With the release of another personal task manager (a term I personally prefer over “to-do list” or otherwise), I thought it might be useful to take a look at what these task managers should be able to do.  The number of programs I’ve looked at for task management must be approaching three figures, and I still haven’t found one I would happily use.  Many task managers start off with great plans but a good many never reach maturity (and I could name names), so I think we need to look at what the software currently does rather than the plans the developer has for it.

I don’t think my needs are particularly individual to me - I’m an empiricist and try to let the nature of tasks themselves define what the software should be able to do.  Many claim to support Getting Things Done principles though, having ploughed through that book, I can contest that many don’t.
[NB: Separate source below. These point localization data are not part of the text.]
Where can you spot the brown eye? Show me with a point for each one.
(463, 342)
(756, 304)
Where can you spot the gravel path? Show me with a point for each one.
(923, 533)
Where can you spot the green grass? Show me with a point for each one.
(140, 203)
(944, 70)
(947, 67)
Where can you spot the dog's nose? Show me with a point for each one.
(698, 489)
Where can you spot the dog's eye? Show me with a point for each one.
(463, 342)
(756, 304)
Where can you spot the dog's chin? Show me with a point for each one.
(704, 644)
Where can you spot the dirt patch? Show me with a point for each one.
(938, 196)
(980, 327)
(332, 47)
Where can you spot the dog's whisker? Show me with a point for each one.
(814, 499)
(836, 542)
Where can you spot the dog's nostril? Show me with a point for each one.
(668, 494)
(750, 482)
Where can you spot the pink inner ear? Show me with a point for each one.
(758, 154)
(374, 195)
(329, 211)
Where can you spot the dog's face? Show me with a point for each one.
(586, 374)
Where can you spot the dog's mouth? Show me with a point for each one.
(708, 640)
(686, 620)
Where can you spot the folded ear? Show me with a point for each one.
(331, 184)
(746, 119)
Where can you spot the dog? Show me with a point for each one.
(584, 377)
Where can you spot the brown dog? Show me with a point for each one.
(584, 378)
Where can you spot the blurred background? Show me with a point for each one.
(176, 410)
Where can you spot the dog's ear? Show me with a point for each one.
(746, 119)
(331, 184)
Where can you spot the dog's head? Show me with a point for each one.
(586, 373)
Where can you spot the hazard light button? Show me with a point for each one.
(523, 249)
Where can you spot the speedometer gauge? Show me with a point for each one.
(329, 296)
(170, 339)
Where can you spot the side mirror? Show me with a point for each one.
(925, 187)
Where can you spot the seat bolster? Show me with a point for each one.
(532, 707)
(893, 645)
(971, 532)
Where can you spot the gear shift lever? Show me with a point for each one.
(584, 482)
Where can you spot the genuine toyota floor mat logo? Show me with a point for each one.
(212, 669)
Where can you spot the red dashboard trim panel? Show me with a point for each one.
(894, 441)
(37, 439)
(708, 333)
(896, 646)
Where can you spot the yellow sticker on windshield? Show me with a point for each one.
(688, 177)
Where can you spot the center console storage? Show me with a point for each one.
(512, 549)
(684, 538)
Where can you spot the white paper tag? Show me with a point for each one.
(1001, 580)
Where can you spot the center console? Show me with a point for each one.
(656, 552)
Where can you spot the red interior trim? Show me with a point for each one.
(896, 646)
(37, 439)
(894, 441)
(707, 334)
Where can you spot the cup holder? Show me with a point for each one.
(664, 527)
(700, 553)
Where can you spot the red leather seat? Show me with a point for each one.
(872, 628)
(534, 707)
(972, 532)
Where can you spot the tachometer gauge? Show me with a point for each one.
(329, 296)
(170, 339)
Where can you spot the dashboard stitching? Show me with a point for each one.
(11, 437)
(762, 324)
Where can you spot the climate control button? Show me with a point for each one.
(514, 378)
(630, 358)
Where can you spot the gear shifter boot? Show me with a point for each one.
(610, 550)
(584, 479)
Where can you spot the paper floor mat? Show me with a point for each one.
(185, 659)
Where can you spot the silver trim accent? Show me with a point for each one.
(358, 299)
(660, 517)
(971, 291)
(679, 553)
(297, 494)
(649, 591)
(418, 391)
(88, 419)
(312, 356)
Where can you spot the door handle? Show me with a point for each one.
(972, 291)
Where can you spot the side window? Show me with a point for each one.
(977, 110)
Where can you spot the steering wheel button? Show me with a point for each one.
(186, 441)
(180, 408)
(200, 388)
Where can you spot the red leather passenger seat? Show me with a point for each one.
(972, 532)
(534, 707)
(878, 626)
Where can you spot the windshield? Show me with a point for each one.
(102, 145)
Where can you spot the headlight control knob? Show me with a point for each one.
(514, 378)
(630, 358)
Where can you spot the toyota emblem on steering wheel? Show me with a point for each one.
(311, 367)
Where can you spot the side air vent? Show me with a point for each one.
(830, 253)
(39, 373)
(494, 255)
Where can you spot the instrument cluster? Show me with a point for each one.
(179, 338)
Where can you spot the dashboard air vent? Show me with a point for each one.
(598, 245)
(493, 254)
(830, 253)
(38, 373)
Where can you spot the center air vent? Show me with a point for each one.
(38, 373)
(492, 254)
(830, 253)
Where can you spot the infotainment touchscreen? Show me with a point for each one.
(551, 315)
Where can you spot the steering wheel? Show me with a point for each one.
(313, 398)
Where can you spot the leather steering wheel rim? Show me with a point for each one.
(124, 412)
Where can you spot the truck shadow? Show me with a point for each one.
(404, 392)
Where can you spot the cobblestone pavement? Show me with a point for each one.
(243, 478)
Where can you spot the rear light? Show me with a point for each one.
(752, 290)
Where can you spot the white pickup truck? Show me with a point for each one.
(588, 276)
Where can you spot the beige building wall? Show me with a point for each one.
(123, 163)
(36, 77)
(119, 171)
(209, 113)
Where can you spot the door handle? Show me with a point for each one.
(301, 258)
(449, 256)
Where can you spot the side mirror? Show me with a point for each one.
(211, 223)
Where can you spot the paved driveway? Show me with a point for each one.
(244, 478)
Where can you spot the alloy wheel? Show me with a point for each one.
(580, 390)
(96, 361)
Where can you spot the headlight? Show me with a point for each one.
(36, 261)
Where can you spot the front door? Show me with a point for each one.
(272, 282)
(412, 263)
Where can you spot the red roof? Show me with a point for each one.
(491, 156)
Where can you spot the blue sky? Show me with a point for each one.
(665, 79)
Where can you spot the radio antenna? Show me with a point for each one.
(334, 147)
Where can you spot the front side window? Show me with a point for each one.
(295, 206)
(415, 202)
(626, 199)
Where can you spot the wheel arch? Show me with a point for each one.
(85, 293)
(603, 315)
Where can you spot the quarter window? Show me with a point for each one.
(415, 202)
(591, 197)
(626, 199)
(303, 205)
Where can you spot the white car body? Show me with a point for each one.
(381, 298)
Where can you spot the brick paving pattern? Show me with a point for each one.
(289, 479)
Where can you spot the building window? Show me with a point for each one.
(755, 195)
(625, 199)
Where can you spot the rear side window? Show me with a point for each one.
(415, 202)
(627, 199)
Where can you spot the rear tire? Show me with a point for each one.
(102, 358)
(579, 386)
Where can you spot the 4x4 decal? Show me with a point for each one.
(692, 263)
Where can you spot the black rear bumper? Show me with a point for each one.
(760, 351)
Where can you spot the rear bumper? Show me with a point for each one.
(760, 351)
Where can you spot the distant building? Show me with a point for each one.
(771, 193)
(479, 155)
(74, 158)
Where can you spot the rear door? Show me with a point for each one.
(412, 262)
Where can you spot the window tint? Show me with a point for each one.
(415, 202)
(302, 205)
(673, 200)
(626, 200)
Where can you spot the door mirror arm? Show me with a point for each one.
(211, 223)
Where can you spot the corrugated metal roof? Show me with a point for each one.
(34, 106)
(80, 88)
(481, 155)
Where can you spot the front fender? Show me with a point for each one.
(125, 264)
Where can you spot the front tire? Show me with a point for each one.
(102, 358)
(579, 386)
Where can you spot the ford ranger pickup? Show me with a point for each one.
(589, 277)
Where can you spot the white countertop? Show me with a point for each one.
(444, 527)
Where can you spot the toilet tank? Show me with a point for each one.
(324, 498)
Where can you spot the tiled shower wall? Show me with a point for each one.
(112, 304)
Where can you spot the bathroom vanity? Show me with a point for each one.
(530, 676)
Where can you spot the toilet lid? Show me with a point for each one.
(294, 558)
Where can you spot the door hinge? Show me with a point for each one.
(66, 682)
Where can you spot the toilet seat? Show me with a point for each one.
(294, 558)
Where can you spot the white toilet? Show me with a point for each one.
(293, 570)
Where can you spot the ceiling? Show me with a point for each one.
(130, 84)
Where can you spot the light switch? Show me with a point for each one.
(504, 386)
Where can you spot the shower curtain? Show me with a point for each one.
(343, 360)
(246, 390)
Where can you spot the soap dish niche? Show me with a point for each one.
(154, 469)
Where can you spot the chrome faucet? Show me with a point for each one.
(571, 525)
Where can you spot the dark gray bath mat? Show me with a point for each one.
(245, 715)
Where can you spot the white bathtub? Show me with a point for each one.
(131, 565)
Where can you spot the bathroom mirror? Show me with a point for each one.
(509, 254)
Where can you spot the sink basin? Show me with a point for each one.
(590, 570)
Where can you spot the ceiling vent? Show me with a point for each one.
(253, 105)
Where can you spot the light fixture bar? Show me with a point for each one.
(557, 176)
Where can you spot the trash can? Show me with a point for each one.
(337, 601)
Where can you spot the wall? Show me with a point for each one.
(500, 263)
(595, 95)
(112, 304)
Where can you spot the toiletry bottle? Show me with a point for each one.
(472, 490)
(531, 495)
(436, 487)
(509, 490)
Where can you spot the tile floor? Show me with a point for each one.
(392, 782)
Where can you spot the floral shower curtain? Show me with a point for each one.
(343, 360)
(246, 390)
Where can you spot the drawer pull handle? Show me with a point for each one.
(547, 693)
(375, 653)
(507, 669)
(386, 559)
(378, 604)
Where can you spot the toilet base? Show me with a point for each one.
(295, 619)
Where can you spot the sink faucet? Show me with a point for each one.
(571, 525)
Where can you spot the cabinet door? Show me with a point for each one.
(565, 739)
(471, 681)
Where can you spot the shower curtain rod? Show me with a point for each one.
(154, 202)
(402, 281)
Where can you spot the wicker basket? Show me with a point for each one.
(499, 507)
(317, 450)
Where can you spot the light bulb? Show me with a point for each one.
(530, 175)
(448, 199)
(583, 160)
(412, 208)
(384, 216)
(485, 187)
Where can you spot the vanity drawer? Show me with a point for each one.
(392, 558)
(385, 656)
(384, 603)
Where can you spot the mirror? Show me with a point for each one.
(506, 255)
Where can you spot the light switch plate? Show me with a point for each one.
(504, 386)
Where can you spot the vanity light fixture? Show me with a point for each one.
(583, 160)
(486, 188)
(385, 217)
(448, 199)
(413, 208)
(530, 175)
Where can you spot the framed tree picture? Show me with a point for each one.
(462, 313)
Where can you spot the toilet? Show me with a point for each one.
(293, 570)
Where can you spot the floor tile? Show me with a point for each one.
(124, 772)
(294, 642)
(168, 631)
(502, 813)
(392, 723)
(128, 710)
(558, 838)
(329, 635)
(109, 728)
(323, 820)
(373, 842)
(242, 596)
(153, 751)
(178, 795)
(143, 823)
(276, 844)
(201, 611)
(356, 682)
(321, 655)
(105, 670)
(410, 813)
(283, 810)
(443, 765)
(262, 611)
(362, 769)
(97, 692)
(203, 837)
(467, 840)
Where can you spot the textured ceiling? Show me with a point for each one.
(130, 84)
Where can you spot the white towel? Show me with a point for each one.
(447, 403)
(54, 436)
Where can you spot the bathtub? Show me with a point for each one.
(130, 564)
Many aim for usability but confuse it with lack of sophistication - a program can be powerful and also simple to use. Also, for me, the software can be embedded in PIM software or be standalone - as long as it fulfils basic requirements.

To my mind personal task management should fulfil these criteria:

Critical:

- Full support for recurrence (which universe do developers live in where tasks don’t recur?); automatic recreation of a recurring task upon completion/deletion
- Date and time due
- Alarms and snoozing
- (Definable) priority indications
- (Definable) categorisation/tagging
- (Definable) status indication (waiting, complete, pending etc.)
- Full featured notes editor (RTF/HTML, tables and graphics enabled)

Important:

- Unlimited sub-tasking (i.e. a tree-like structure)
- (Definable) colour coding (font and background)
- Import/Export/Synchronisation (with Outlook, Palm etc.)
- User-defined views by any aspect (dates, tags, categories, text etc.)
- Undo
- Easy entry of tasks into the program using drag and drop and/or key combination

Nice to have

- (Definable) icons per task
- Date started/date ended
- Time planned for task/time actually taken
- Reporting

I did find one personal task manager that did almost all of this but had a problem with database corruption.  I am therefore currently having to use a blend of Outlook, Zoot and Sciral Consistency.

What does everybody think?  Will the grail be obtained?  Is there a program out there I’ve missed?  What other features have I forgotten?